I suggest a simple solution. All shuls should be equipped with changing rooms and lockers. Drop off your Shabbat clothes the night before and go to shul in a t-shirt underneath your jacket, no one will notice and you’ll save so much time.
The issue of when a man should shave before Shabbat is a contentious one, too early and you’ll develop stubble, too late and you find yourself running round the house leaving a trail of hairs in your wake. My recommendation is the office at lunchtime. So you get a few stares in the gents, but it’s a hassle free zone, no screaming children or wife telling you that you forgot to take the kugel out of the freezer.
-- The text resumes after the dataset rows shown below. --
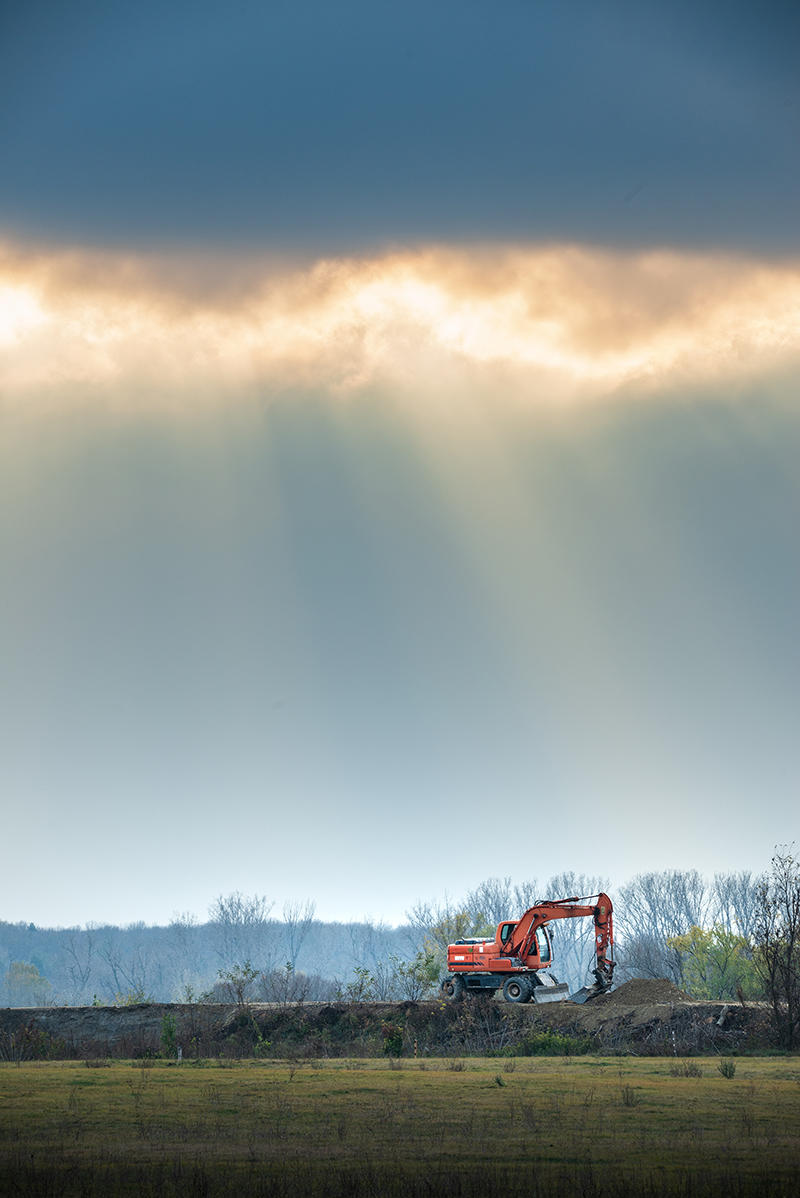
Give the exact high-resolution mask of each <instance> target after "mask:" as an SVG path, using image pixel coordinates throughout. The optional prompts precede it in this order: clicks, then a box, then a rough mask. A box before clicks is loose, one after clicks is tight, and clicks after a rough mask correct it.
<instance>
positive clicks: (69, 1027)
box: [0, 979, 771, 1059]
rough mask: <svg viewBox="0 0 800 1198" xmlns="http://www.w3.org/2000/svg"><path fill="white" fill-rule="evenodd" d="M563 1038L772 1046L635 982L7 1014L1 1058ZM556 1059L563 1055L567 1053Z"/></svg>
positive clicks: (351, 1053) (308, 1052)
mask: <svg viewBox="0 0 800 1198" xmlns="http://www.w3.org/2000/svg"><path fill="white" fill-rule="evenodd" d="M547 1033H551V1034H552V1033H556V1034H557V1035H558V1036H559V1037H560V1041H559V1042H560V1047H562V1049H564V1051H569V1042H574V1043H575V1046H576V1047H577V1046H578V1045H580V1046H581V1047H582V1049H583V1051H586V1048H587V1047H592V1048H595V1049H598V1051H601V1052H602V1051H606V1052H635V1053H642V1054H659V1055H660V1054H668V1055H672V1054H675V1053H677V1054H684V1053H689V1052H731V1051H737V1049H741V1048H759V1047H768V1046H769V1045H770V1043H771V1033H770V1019H769V1011H768V1009H766V1008H765V1006H764V1005H763V1004H751V1005H749V1006H743V1005H741V1004H738V1003H737V1004H727V1003H705V1002H698V1000H696V999H692V998H690V996H687V994H685V993H684V992H683V991H680V990H678V987H677V986H674V985H673V984H672V982H671V981H667V980H666V979H655V980H646V979H634V980H632V981H629V982H625V984H624V985H622V986H619V987H618V988H617V990H614V991H612V992H611V993H608V994H604V996H599V997H598V998H595V999H592V1000H590V1002H588V1003H586V1004H583V1005H578V1004H575V1003H569V1002H565V1003H551V1004H546V1005H541V1006H539V1005H537V1004H533V1003H532V1004H528V1005H521V1006H516V1005H513V1004H509V1003H503V1002H497V1000H486V999H480V998H478V999H468V1000H465V1002H461V1003H447V1002H443V1000H435V1002H426V1003H399V1004H392V1003H365V1004H340V1003H338V1004H309V1005H305V1006H280V1005H278V1004H272V1005H269V1004H256V1005H253V1006H249V1008H235V1006H225V1005H205V1004H204V1005H199V1004H193V1005H187V1004H177V1003H174V1004H154V1003H153V1004H141V1005H138V1006H129V1008H113V1006H101V1008H91V1006H83V1008H28V1009H20V1008H6V1009H2V1010H0V1058H2V1057H5V1058H6V1059H8V1058H11V1059H14V1053H19V1052H26V1053H28V1054H29V1055H65V1057H73V1058H75V1057H105V1055H114V1057H143V1055H150V1054H156V1053H159V1052H164V1051H170V1049H171V1051H176V1049H177V1048H178V1047H180V1049H181V1052H182V1053H183V1055H184V1057H188V1055H192V1057H218V1055H229V1057H238V1055H250V1054H253V1053H256V1054H261V1055H268V1057H296V1055H297V1057H301V1055H302V1057H349V1055H365V1057H371V1055H381V1054H383V1053H384V1052H389V1053H395V1054H402V1055H424V1054H428V1055H431V1057H437V1055H451V1054H465V1055H466V1054H475V1055H484V1054H486V1053H491V1052H503V1051H517V1049H519V1051H527V1049H526V1046H527V1048H532V1046H533V1049H532V1051H539V1049H537V1048H535V1043H537V1037H541V1036H543V1035H546V1034H547ZM553 1051H559V1049H558V1045H556V1047H554V1048H553Z"/></svg>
Similarly, there are other things that need to be done in quick succession: time switches, heating, the Shabbat urn, plastering the light under the fridge, leaving certain lights on, ensuring that whatever is in the car that you need is out of it, recording the football on Sky and of course switching on your Out of Office in case a client needs to contact you at midnight on Friday. We know the routine, but week in, week out, we seem unprepared. So divvy the tasks out between you, make your Amazon Echo bark out the instructions and rehearse what you have to do two or three nights before. Road test your Shabbat prep for worst case scenarios: your family have arrived from Israel and need picking up from Heathrow, there’s no hot water, a powercut (your mother-in-law had a powercut and has no food), you name it, we’ve all been there, so no excuse not to prep!
And now to skip to immediately after Shabbat, which can sometimes be as messy as the run up to it. Like all joyous occasions, this one has a number of hangovers that must be addressed. I’ve noticed that in almost every home, some guy leaves his jacket hanging over the chair in the dining area. This along with the Havdalah set and a few nasty wax stains can often lie abandoned for too long. Maybe it’s meant to be there, so how about a cupboard nearby where you store it for a week so it’s easy and convenient to get at and put back.
With only one day a week where we can go out in the car, shop and take the kids out to parties, Sundays are as valuable to Orthodox Jews as Shabbat, albeit for different reasons. So please don’t spend it picking up all the bits and pieces you left at the people you stayed with or ate at over Shabbat. I have a neat solution to this. A roving car driving round your local area for 24 hours after Shabbat, picking up and returning these left behind objects. Rather like doctors on call they await that announcement on the Walkie Talkie. “Yeah the Goldblums 40 Broadfields Avenue, yeah they need you to pick up a feeding bottle and tie from Watford Way in Hendon, yeah yeah the family are definitely in.”
So these are my tips. If the Orthodox community needs a lifestyle guru, with this blog I pitch my eligibility.